Funny, but for me, the experience I prefer is one of binging the performance into my space.  When I sit down to listen to pre-recorded music,  I want it to clear, dynamic and musical. It is just fine for me that the sound blends with my own acoustic space.  While I look for improvements in clarity and dynamics in my system, I do not yearn for more spatial clues. It is just fine for me that the sound blends with my own acoustic space.  It is uncanny for me how well a good two channel setup does this.

I know the gamers and the videophiles will be pushing the industry towards total immersion.  Digital signal processing is amazing!  (price/performance)  I sure wish there will be similar advances in improving clarity of two-channel reproduction as well in both source material and reprduction equipment.

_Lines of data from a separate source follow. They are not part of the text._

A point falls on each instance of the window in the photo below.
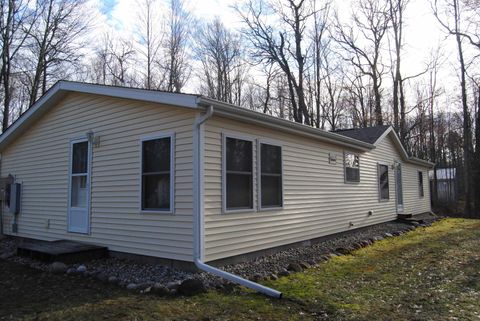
(270, 176)
(79, 174)
(420, 184)
(157, 174)
(383, 182)
(238, 174)
(352, 168)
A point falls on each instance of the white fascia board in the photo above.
(253, 117)
(61, 88)
(421, 162)
(403, 152)
(174, 99)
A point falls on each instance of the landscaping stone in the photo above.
(132, 286)
(58, 267)
(173, 285)
(129, 272)
(71, 271)
(283, 272)
(295, 267)
(191, 287)
(81, 269)
(7, 255)
(160, 289)
(102, 277)
(343, 250)
(257, 277)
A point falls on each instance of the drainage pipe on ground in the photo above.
(198, 214)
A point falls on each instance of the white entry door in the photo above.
(79, 189)
(399, 187)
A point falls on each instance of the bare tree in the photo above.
(148, 40)
(220, 54)
(363, 43)
(16, 21)
(396, 11)
(54, 42)
(176, 63)
(281, 45)
(451, 20)
(320, 45)
(120, 59)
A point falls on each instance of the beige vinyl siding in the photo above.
(317, 201)
(40, 160)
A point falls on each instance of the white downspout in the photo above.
(198, 214)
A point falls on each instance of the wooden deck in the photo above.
(61, 250)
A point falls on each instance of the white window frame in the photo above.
(421, 189)
(226, 135)
(380, 199)
(259, 174)
(171, 210)
(89, 184)
(345, 168)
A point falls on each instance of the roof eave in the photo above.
(62, 88)
(239, 113)
(421, 162)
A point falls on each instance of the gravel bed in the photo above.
(166, 280)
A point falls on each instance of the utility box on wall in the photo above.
(15, 196)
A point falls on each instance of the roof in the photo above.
(373, 135)
(444, 173)
(368, 134)
(62, 88)
(364, 139)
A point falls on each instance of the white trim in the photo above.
(149, 137)
(400, 207)
(89, 184)
(226, 135)
(154, 96)
(62, 87)
(403, 152)
(380, 199)
(257, 118)
(422, 190)
(265, 141)
(345, 168)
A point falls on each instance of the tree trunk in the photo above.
(466, 117)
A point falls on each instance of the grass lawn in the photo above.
(429, 274)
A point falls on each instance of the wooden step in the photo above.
(404, 215)
(62, 250)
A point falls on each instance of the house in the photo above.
(447, 184)
(184, 178)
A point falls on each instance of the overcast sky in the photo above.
(421, 35)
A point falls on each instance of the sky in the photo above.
(422, 32)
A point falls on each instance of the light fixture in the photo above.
(92, 139)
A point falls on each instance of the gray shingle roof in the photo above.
(367, 134)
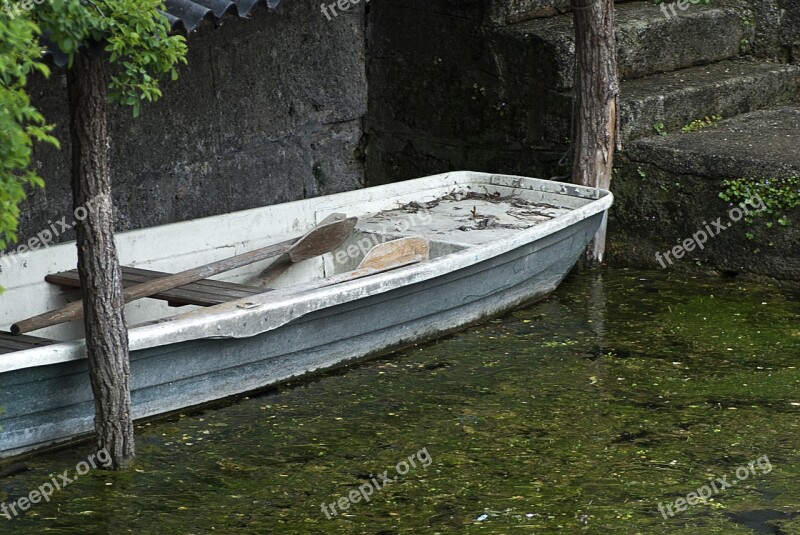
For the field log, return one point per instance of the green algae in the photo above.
(579, 414)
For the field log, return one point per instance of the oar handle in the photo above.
(74, 311)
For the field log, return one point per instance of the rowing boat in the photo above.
(493, 243)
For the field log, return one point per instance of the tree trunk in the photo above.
(596, 122)
(98, 263)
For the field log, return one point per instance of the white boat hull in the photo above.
(234, 348)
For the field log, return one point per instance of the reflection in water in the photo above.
(578, 414)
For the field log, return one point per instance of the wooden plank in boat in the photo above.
(10, 343)
(205, 292)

(And, as others have said, I wish that there was improvement in the dynamic flow encoded in the source material without such a big price or analog..)


wozwoz's picture

Moore's Law, doubling of computing power etc is all very nice ... and yet, in the last 15 years, the quality of music as consumed by most people has gone dramatically backwards --- not forwards. For most, it has got worse --- not better. Oh sure ... for the audiophile elite, we have hi-rez SACD and DSD ... but the simple fact is most consumers are now streaming at 100th of the bit-rate of the studio masters over their iPhones, and if they even have standalone speakers, they are often  'effectively' mono docking stations, or USB sticks attached to a computer. 

Perhaps for the first time in audio history, technology is causing sound quality to decline, not improve. Sadly, I don't think things will change much in 50 years. 

ppgr's picture

Who needs dynamic range when commercial music rarely exceeds 12 dBs and getting more and more compressed?